Stunning burial place first came to light in 1974 when local farmers uncovered strange figures while digging a well near the old Chinese capital of Xianyang. Further excavations unearthed sections of a grand funerary complex. Three huge pits harbor several thousand warriors, presumably meant to protect the emperor for eternity.
Scientists couldn’t find an answer how could the royal artists have come up with such an idea. Since than they gathered a variety of provocative clues: terra-cotta statues, bronze figures of birds at the tomb complex may show evidence of Greek influence. But more than that, researchers have turned up European DNA from skeletons at a nearby site in northern China.
After putting all theses facts together the researchers came up with a theory: inspiration for the terra-cotta army may have come from foreign artists.
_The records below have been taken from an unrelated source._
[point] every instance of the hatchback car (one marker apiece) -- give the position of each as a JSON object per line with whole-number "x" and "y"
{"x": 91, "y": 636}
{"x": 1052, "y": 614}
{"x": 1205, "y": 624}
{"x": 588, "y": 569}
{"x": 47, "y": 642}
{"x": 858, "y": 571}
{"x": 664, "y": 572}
The first contact of Chinese with the West occurred much earlier than thought—some 1,500 years before Marco Polo’s arrival, it means Europeans could have trained the local craftsmen who furnished the emperor’s tomb with statuary. The DNA find suggests Westerners were living there under the dynasty of Qin Shi Huang, the “First Emperor” who commissioned the so-called Terracotta Army for his tomb. “We now have evidence that close contact existed between the First Emperor’s China and the West before the formal opening of the Silk Road,” says an archaeologist on the project. “This is far earlier than we formerly thought.”
According to National Geographic an ongoing study of the tomb has also revealed the remains of what could be the emperor’s sons. Experts say the remains—including a skull pierced by a crossbow bolt—match an account of one of the emperor’s sons murdering his brothers to seize control after his father’s death in 210 BC.